Communication is Key

  • Published
  • By Maj. Mark Snow
  • 22nd Comptroller Squadron
Can you imagine a world without computers, blackberry's and cell phones? We use this technology for convenience and speed, thinking that our message needs to get out there as soon as possible. I do believe this technology has advanced our society so far so fast that we lose the basic skill to survive in our business - communication. We lose the true meaning of the message and how to talk with one another. How often do we lose sight of the message or misinterpret it when it is delivered via email or blackberry? How many times do you get frustrated with emails that go back-and-forth? Wouldn't it be easier to pick up the phone or go see the person to resolve the issues and iron out the message? Understanding the message is the most important part that binds the members of an organization at different levels and areas with one another.

All organizations rely heavily on communication in order to succeed. Let me start with a review of communication. Communication is the process of transferring meaning in the form of ideas or information from one person to another. It consists of six parts - the source; encoding the message; transmitting the message; receiving it; decoding the message; and feedback to the source. There are two types of communication: formal and informal. Formal communication is used to send directives, policies, and other information to members of the organization and to get feedback from the members so that managers can determine effectiveness of the communication. Informal communication, on the other hand, is communication through other than formal channels.

Next year will mark the 35th anniversary of Operation Homecoming - the release of the American Prisoners of War from North Vietnam. Can you imagine the fate of the prisoners if they did not communicate? Communication was absolutely critical to their survival. The 4th Allied POW wing captured the meaning of communication. They relied heavily on informal means to get the message across to the entire unit. The North Vietnamese guards recognized the importance of communication and went to great lengths to prevent communication between the prisoners. They separated the prisoners from one another. They also isolated the senior ranking officers away from the other prisoners in an attempt to prevent organization and resistance. Their efforts, no matter how brutal, all failed.

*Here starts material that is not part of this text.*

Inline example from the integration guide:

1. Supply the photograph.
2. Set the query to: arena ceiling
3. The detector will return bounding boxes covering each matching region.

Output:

The prisoners also knew the importance of communication. They knew they needed it in order to organize, plan, and set into motion policies and procedures they could use in order to survive their imprisonment. The one thing they relied on was the Code of Conduct. At first they tried to follow the code to the strictest. However, the guards began to torture the prisoners for information they could use both against the prisoners and the United States. The prisoners learned quickly that all people have a breaking point. The prisoners decided to take as much as they could then lie. Make the lie simple and easy to remember; or give incomplete, insignificant answers to the question that cannot be used against the prisoners.
Once the torture practices began, the SROs knew the prisoners must continue to communicate to increase resistance and boost morale. But how could they communicate? Smitty Harris, a very early shootdown, was credited with the "tap code." The code was based on the tap chart.

The prisoners would tap out the message to fellow prisoners in hopes of not being caught or the message "heard" by the guards. As the guards stepped up efforts to catch the prisoners tapping messages, the prisoners devised other forms to get the messages out. Since most of the prisoners were usually sick with a runny nose they used the tap code via coughs and sniffles. They would also whistle or sweep the code to isolated prisoners. They new they needed to keep communications going to learn about new interrogation tactics, to build morale, and most importantly for camaraderie.

Warren Bennis and Burt Nanus wrote, "Communication creates meaning for people. It's the only way any group, small or large, can become aligned behind the overarching goals of an organization." This was very true in the 4th Allied POW Wing and is still has the importance to our wing today. Several POWs have agreed that their survival was totally dependent on their communication processes and systems. Had it not been for the success of communicating resistance policies and encouragement they could not have survived.

Through history communication is the important piece to the success of every operation. If the message is not delivered clearly or timely, missions don't happen and safety and success will be affected. Stop and think a moment next time you're sending a message and read it to see if the message/requirements are clearly stated. Would it be easier to call the receiver or go see them to convey the message? Don't be a "prisoner" to your email or blackberry.